Arriving at a company as a new (or sometimes, the first) Product Manager can be daunting. Product Management is usually introduced in an organization once there is a such a high level of internal enthusiasm and chaos that the leaders aren’t sure how to handle it any more. And then everyone looks to the Product Manager — you — to “manage stuff”.
It’s easy to get overwhelmed by how much there is to do when you step into a stressful role like Product Management. So here are some recommendations on how to spend your first 3 months at a new company.
First 30 days: Understand the product, the market, and the company culture
The goal of the Product Manager is “to deliver measurable business results through product solutions that meet both market needs and company goals”. With that in mind, spend the first 30 days learning and understanding:
- The product. What does the company sell? What does the product do? How does it work? What is the value proposition? What problems does it solve for customers? What features does it have? What kind of bugs does it have? What are the main usability issues?
- The market. Who currently uses the product? What are they like? What are their characteristics? What do they like and not like about the product? Who is the target market? Are there personas for each different type of person in the target market? What are macro and micro market needs addressed by the product? Who are the competitors?
- The current product/market fit. Are you in a good market with a product that can satisfy the market? What are the gaps that you need to close between what the product does, and what the market needs, to ensure a better fit?
- The company culture. Talk to as many people as possible in the organization — from marketing to finance to design to engineering — to understand how things work. What do people like about the product development process? What do they hate? Do designers feel like they have enough time to do their work? Do developers have what they need to program effectively?
- Ensure the PM role is properly understood. For a Product Manager to be effective, the organization needs to understand that PMs should have autonomy over the products they manage. Executive buy-in is a prerequisite for success, so make sure that it’s well understood that even though everyone gets a voice, not everyone gets to decide. As Seth Godin once said, “Nothing is what happens when everyone has to agree.”
Next 30 days: Develop a strategic product plan
Based on what you learn in the first 30 days, start the product planning phase:
- Run a Product Discovery workshop to start identifying user needs, business needs, and technical needs, and to create a problem frame diagram.

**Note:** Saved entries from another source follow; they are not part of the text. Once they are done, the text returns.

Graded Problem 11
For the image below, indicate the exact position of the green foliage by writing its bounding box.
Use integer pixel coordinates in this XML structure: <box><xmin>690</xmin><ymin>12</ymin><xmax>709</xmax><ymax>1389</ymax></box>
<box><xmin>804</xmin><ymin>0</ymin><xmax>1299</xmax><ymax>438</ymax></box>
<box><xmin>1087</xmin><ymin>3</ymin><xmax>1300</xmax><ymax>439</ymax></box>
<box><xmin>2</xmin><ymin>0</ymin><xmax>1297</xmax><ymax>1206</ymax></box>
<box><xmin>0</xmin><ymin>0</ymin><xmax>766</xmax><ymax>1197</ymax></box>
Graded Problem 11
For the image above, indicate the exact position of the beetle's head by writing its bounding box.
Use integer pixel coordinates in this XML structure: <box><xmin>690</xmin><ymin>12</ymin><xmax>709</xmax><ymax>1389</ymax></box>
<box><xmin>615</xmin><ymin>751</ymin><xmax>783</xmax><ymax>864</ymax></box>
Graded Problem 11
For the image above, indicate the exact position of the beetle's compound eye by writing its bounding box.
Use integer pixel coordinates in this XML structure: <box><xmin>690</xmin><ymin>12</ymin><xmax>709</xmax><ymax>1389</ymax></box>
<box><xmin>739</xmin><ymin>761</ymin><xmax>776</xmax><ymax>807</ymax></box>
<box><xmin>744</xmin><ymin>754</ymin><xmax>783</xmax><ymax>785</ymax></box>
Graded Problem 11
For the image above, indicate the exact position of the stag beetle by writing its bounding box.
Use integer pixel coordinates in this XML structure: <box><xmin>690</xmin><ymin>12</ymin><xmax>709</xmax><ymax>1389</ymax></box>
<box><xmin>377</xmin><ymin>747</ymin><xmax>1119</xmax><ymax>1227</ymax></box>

- Develop personas and user journeys, and start brainstorming ideas for product development with the team.
- Work with the team to prioritise ideas and start building a roadmap for development. Consider methods like the KJ-technique or the Kano model as a way to formalize prioritization efforts.
- Identify success measures — define how you’ll know if what you’re doing is having the desired impact. The 3 A’s (Acquisition, Activation, Activity) are always a good start.
- Put the appropriate processes in place to ensure effective product development lifecycles. This means knowing what kind of requirements and specifications developers need to start working, how research and design fits into the process, where marketing becomes involved, how QA should work, etc. You can only do this once you understand the current culture, and what the strategic plan will be going forward.
All of the above goes into a document called the strategic product plan. Among other things, this plan includes statements about the product’s value proposition, who the market is (customer profiles), how you plan to achieve product/market fit (the business opportunity, pricing, distribution), what the priorities are, a first stab at the roadmap, and proposed success measures.
Next 30 days: Start executing on the strategic product plan
Now that the plan and the initial roadmap are in place, start the product execution phase:
- Start with a reasonably small requirement with clear and easily measurable success metrics. Work with the team to get it done right.
- Measure, and show the success of the process. Use this to build trust and continue to ship improvements (and even better products).
- Assess the situation, and use customer and business feedback to adjust priorities (and the roadmap) as needed. Flexibility is key.
- Keep going. Repeat any of the initial steps as needed.
- Have fun while you’re doing all of this.
The life of a Product Manager has an exhausting, exhilarating rhythm that is beyond the scope of this article. But spending your first 3 months systematically moving from product planning to product execution will not only give you a solid foundation from which to improve the product, but also ensure that you hit the ground running by shipping the right improvements as early as possible.
I posted an earlier version of this article as an answer on Quora.